I have been independently working proofs out of a vector calculus book I own and would like feedback on one of them; if it's right; if it is right, could it be improved; etc. Here is the problem: (Also, I apologize in advance, I don't have software to let me type math equations.
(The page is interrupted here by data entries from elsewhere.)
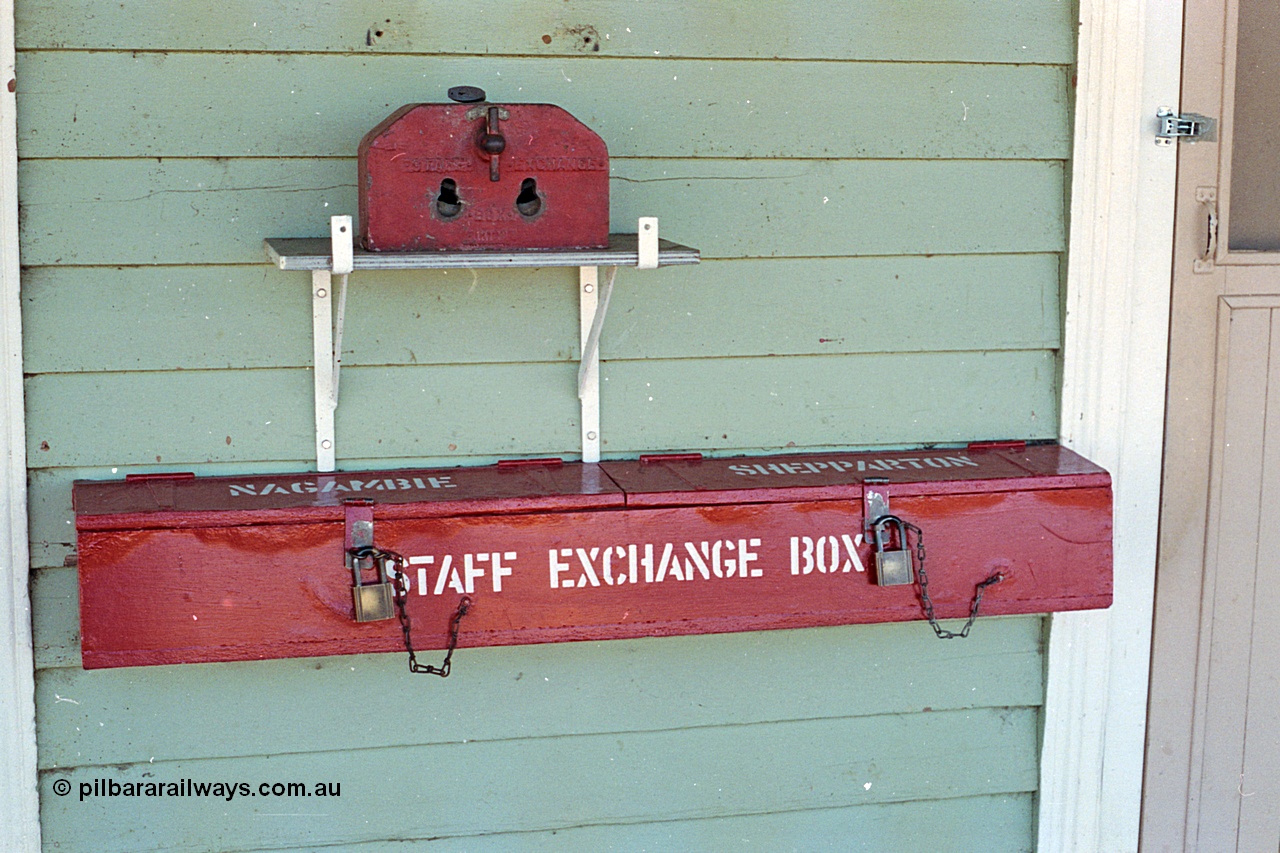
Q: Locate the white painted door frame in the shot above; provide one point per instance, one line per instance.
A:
(1112, 410)
(19, 807)
(1115, 343)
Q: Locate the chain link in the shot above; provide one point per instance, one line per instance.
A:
(923, 582)
(401, 596)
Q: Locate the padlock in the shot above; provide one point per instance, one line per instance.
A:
(374, 601)
(892, 568)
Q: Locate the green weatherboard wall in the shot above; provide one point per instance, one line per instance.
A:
(878, 192)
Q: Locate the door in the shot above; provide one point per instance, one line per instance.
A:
(1212, 775)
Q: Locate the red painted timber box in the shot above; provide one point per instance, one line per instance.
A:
(223, 569)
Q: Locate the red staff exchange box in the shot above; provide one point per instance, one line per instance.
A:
(179, 569)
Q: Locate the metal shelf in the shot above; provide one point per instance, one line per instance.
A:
(316, 252)
(332, 260)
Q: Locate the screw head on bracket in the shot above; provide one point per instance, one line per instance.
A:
(466, 94)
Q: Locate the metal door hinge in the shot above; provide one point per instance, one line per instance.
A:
(1188, 127)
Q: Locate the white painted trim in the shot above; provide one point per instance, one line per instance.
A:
(1112, 411)
(19, 804)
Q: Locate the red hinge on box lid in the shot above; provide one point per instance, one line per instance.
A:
(147, 478)
(547, 461)
(1013, 445)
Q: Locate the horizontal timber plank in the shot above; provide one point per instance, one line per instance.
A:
(999, 824)
(542, 784)
(218, 211)
(528, 690)
(195, 416)
(142, 105)
(982, 31)
(199, 318)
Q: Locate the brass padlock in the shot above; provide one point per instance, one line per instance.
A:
(376, 600)
(892, 568)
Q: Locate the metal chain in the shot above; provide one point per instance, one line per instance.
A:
(401, 596)
(923, 580)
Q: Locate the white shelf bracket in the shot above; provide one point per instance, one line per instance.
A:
(327, 337)
(647, 245)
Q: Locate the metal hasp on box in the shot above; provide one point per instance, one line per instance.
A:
(479, 176)
(243, 568)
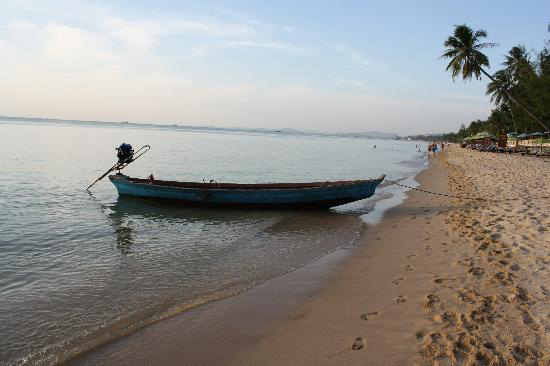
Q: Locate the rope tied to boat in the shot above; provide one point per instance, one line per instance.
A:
(458, 197)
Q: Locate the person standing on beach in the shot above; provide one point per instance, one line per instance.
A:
(434, 148)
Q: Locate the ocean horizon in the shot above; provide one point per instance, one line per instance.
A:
(78, 268)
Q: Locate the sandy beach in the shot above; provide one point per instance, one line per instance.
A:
(440, 281)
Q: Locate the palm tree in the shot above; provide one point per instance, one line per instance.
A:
(463, 48)
(503, 81)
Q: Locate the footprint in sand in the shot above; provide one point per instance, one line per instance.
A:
(397, 281)
(358, 344)
(400, 299)
(369, 316)
(431, 301)
(420, 335)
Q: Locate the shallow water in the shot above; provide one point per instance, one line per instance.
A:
(79, 269)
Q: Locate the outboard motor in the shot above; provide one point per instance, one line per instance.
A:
(125, 153)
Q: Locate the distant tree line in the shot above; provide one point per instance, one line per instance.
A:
(519, 91)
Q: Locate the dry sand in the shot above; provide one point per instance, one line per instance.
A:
(440, 281)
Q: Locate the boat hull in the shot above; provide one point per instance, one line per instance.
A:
(280, 196)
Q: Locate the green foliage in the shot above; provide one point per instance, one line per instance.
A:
(522, 77)
(463, 48)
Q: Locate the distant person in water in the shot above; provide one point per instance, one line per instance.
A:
(434, 148)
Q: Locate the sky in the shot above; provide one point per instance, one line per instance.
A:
(337, 66)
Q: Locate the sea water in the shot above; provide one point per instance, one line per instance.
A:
(79, 269)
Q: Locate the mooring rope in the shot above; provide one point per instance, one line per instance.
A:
(435, 193)
(459, 197)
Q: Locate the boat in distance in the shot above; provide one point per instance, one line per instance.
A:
(315, 195)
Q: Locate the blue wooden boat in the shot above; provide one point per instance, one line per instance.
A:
(316, 195)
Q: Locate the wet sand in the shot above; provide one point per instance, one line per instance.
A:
(439, 281)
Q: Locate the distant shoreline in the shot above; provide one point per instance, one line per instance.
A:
(176, 126)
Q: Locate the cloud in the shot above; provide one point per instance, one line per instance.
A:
(356, 58)
(266, 45)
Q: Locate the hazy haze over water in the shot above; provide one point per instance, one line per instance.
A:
(75, 268)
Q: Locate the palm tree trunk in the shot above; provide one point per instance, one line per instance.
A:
(515, 100)
(514, 122)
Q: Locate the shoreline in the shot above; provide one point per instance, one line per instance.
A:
(293, 288)
(437, 281)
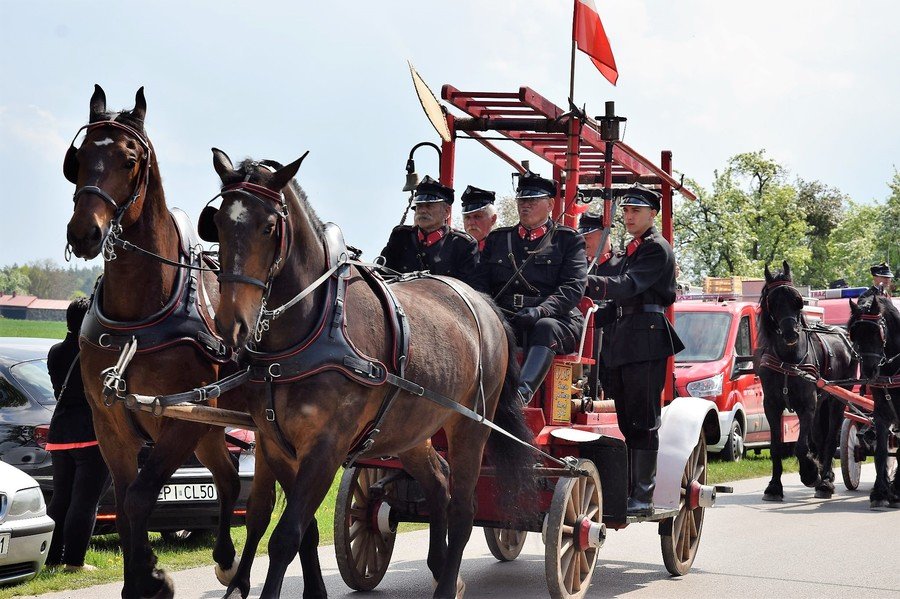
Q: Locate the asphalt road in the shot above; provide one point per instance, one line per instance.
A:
(804, 547)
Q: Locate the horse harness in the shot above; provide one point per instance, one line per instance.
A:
(179, 322)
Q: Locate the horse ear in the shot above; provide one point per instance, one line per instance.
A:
(222, 164)
(140, 105)
(98, 104)
(283, 176)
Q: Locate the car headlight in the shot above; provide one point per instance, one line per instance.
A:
(27, 503)
(710, 387)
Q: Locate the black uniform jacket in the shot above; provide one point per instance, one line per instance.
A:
(554, 280)
(646, 276)
(455, 254)
(71, 421)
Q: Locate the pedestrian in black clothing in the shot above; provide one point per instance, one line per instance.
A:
(79, 473)
(540, 299)
(431, 244)
(641, 338)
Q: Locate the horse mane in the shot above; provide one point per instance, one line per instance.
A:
(766, 329)
(248, 170)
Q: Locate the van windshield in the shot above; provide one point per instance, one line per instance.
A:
(704, 335)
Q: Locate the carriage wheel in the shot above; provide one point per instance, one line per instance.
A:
(505, 543)
(851, 467)
(576, 513)
(363, 551)
(680, 536)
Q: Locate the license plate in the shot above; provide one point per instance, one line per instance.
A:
(188, 492)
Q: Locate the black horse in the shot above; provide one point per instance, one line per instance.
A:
(788, 346)
(875, 331)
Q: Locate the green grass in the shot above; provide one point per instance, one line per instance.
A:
(195, 551)
(752, 466)
(32, 328)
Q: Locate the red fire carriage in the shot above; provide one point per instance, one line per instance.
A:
(588, 160)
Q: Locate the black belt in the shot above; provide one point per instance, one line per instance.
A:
(646, 308)
(517, 300)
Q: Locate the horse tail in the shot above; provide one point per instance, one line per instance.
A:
(516, 482)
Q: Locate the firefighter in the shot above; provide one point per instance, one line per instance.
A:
(431, 244)
(536, 271)
(641, 339)
(479, 213)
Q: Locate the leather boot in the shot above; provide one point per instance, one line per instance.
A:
(534, 369)
(643, 482)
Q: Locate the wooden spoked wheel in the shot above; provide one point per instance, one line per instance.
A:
(363, 551)
(505, 543)
(568, 561)
(680, 536)
(851, 466)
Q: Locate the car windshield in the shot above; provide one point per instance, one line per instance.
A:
(703, 334)
(33, 377)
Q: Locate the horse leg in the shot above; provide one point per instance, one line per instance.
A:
(774, 490)
(174, 445)
(809, 469)
(213, 453)
(313, 583)
(122, 465)
(432, 473)
(466, 441)
(259, 512)
(832, 413)
(318, 465)
(880, 497)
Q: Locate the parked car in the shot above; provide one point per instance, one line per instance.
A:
(187, 502)
(25, 527)
(717, 364)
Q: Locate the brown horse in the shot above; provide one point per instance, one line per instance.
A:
(119, 195)
(272, 246)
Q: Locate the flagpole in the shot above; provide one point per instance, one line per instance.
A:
(572, 66)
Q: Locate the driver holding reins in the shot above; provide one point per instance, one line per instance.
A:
(641, 338)
(536, 272)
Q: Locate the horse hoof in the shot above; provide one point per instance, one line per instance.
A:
(225, 576)
(167, 590)
(460, 587)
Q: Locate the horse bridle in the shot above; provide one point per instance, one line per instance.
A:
(769, 288)
(115, 226)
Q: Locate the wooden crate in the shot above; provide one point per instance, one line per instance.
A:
(722, 285)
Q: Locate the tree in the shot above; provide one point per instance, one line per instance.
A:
(749, 219)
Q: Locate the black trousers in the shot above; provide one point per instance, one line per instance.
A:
(79, 478)
(559, 335)
(636, 388)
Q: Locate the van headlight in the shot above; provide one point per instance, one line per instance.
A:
(710, 387)
(27, 503)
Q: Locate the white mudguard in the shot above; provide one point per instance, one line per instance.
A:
(682, 422)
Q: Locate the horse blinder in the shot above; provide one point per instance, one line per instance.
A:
(206, 225)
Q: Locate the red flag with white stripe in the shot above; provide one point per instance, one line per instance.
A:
(589, 36)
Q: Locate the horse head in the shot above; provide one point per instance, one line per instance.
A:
(253, 231)
(782, 305)
(111, 172)
(868, 333)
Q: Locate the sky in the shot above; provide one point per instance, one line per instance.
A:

Please read numbers and lower-case letters attached to the right of capital letters as subscripts.)
Let $A_1, A_2,\ldots,A_r$ be non-zero vectors which are mutually perpendicular, or in other words, $A_i\cdot A_j = 0$ iff $i\ne j$. Let $c_1,c_2,\ldots,c_r$ be real numbers such that $c_1A_1 + \ldots + c_rA_r = \mathbf{0}$. Prove that all $c_i = 0$.
My attempt: $c_1A_1 + \ldots + c_rA_r = \mathbf{0}$
(take the dot product of each side and $A_r$)
$A_r\cdot(c_1A_1 + \ldots + c_rA_r) = A_r \cdot\mathbf{0}$
reduces to
$c_r(A_r\cdot A_r) = 0$
(divide both sides by $A_r\cdot A_r$)
$c_r = 0.$
Since $r$ is arbitrary, any $c_r$ must be zero. QED.
Is this a sufficient proof of the question asked? Thanks in advance.